Großbritannien kann irregulär eingereiste Migranten künftig nach Ruanda schicken. Das Parlament hat ein umstrittenes Gesetz verabschiedet, das das ostafrikanische Land zum sicheren Drittstaat erklärt.

Nach wochenlangen Diskussionen hat der britische Premierminister Rishi Sunak ein Gesetz zum umstrittenen Asylpakt mit Ruanda durchs Parlament gebracht. Sunak hatte zuvor erklärt, die Regierung werde das Parlament zwingen, so lange wie nötig in der Nacht zum Dienstag zu tagen, um das Gesetz zu billigen. "Ohne Wenn und Aber. Diese Flüge gehen nach Ruanda", sagte Sunak auf einer Pressekonferenz am Montag.

Migrantinnen und Migranten sollen ungeachtet ihrer Herkunft in das ostafrikanische Land abgeschoben werden, wenn sie unerlaubt nach Großbritannien einreisen. Der Entwurf, dem das Oberhaus in der Nacht zum Dienstag nach langem Widerstand zustimmte, erklärt Ruanda per Gesetz zum sicheren Drittstaat. Teile des britischen Menschenrechtsgesetzes werden zudem außer Kraft gesetzt. Ferner wird die Möglichkeit, Rechtsmittel einzulegen, auf Ausnahmefälle beschränkt.

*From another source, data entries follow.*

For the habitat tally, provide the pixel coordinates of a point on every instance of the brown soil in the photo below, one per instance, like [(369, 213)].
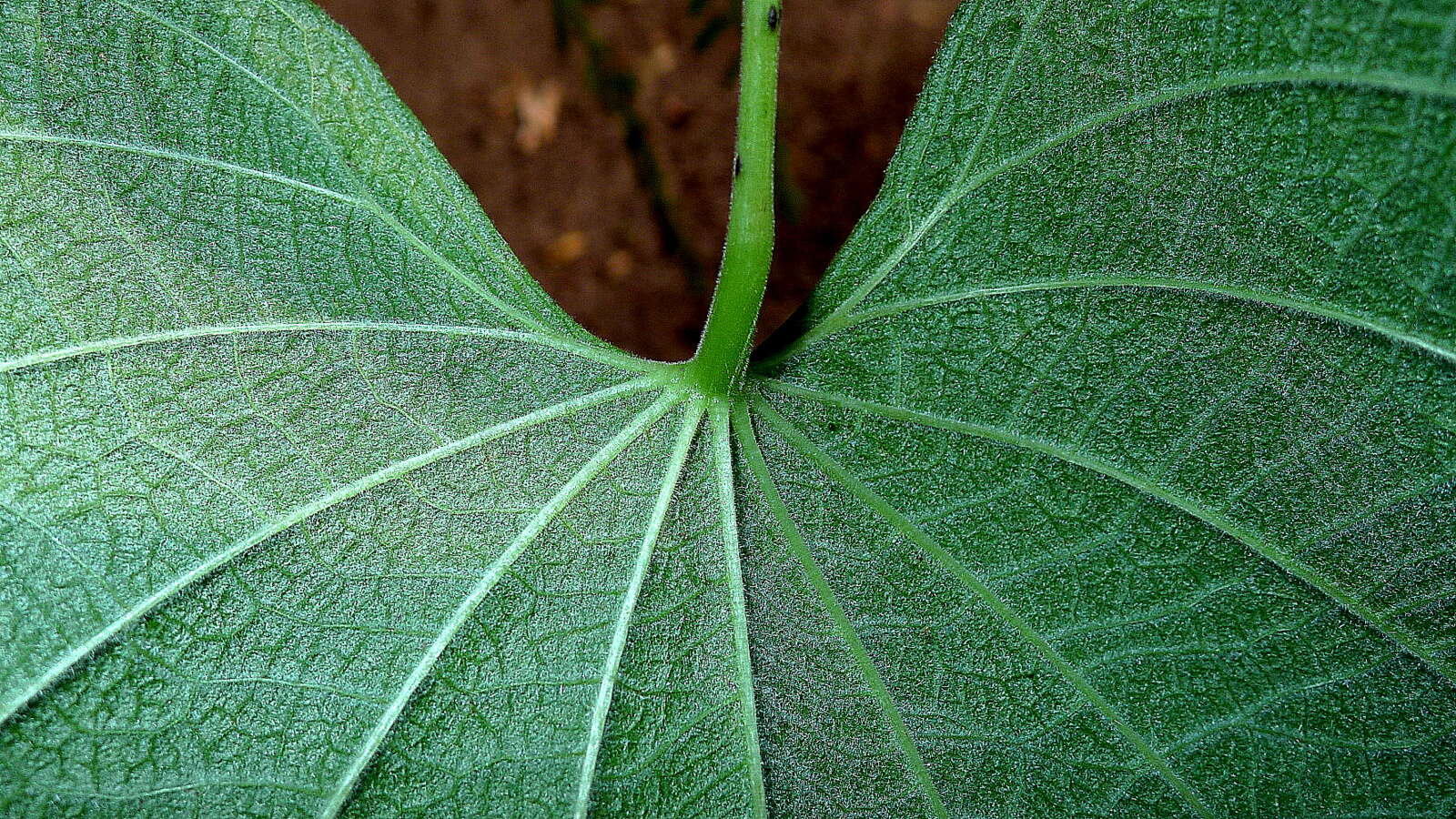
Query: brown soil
[(519, 120)]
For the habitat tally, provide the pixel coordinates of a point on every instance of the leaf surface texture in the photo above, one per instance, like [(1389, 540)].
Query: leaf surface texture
[(1111, 470)]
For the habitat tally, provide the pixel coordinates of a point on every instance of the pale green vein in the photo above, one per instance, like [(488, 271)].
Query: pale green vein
[(296, 516), (1111, 281), (619, 634), (368, 201), (184, 157), (182, 334), (749, 443), (837, 472), (1336, 77), (723, 462), (492, 574), (1252, 540)]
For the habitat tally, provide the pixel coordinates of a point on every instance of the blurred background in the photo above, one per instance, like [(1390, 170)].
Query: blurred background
[(599, 136)]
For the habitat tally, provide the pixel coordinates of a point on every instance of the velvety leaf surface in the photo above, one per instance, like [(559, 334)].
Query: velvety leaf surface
[(1113, 474)]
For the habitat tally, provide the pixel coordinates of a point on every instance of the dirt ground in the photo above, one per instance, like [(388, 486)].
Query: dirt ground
[(517, 116)]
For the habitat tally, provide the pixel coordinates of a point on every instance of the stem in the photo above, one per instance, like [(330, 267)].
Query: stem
[(723, 354)]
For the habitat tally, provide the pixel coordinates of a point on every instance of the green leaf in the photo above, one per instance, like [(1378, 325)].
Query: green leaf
[(1113, 474)]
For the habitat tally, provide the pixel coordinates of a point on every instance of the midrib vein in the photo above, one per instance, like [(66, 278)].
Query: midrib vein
[(368, 200), (182, 334), (619, 634), (296, 516), (737, 605), (747, 440), (1050, 654), (1251, 540), (965, 187), (1103, 281), (427, 662)]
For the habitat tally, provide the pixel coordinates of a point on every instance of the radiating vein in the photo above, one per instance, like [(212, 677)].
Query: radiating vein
[(839, 474), (211, 331), (723, 462), (619, 636), (181, 157), (366, 200), (1251, 540), (1103, 281), (298, 515), (747, 440), (492, 574), (1314, 75)]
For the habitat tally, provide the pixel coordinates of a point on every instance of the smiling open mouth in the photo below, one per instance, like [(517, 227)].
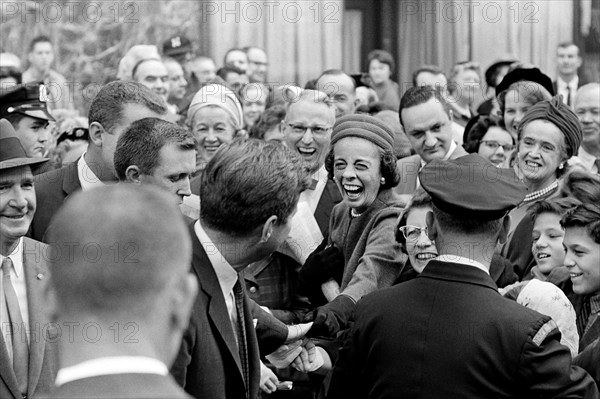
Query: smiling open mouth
[(426, 256), (353, 191)]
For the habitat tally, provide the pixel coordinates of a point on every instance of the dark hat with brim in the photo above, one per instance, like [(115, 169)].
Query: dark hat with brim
[(526, 74), (12, 154), (471, 187), (27, 99)]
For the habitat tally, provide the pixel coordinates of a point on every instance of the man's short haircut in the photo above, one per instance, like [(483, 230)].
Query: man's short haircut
[(248, 181), (141, 143), (107, 106), (432, 69), (586, 216), (306, 95), (556, 206), (471, 226), (38, 39), (227, 69), (568, 44), (382, 56), (231, 50), (337, 72), (270, 118), (419, 95), (108, 252)]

Es gibt massive Zweifel an der Wirksamkeit

Das Oberhaus - das House of Lords - als zweite Parlamentskammer hatte mehrmals Änderungsanträge beschlossen, die dann in einem zeitaufwendigen Verfahren vom Unterhaus rückgängig gemacht wurden. Schließlich gab das House of Lords seinen Widerstand auf. Damit kann der Gesetzentwurf von König Charles III. mit seiner Unterschrift in Kraft gesetzt werden.

Der Asylpakt mit Ruanda sieht vor, dass irregulär eingereiste Migranten in Großbritannien keine Gelegenheit mehr zum Antrag auf Asyl erhalten sollen. Sie sollen stattdessen nach Ruanda gebracht werden und dort Asyl beantragen. Eine Rückkehr nach Großbritannien ist nicht vorgesehen.

Der Plan war erstmals vor zwei Jahren vom damaligen Premierminister Boris Johnson vorgebracht worden. Mit der Regelung sollen Menschen von der gefährlichen Überfahrt in kleinen Booten über den Ärmelkanal abgehalten werden.

Gegner bezweifeln aber, dass das Gesetz Migranten abschrecken wird. Kritisiert wird auch, dass Großbritannien Hunderte Millionen Pfund an Ruanda zahlt, aber vermutlich nur einen Bruchteil der irregulär eingereisten Menschen abgeschoben wird. Andere Kritiker halten den Plan schlicht für unmenschlich. Sie verweisen auf die Menschenrechtslage in dem ostafrikanischen Land und die Gefahr, dass Asylsuchende in Länder zurückgeschickt werden, in denen ihnen Gefahr droht.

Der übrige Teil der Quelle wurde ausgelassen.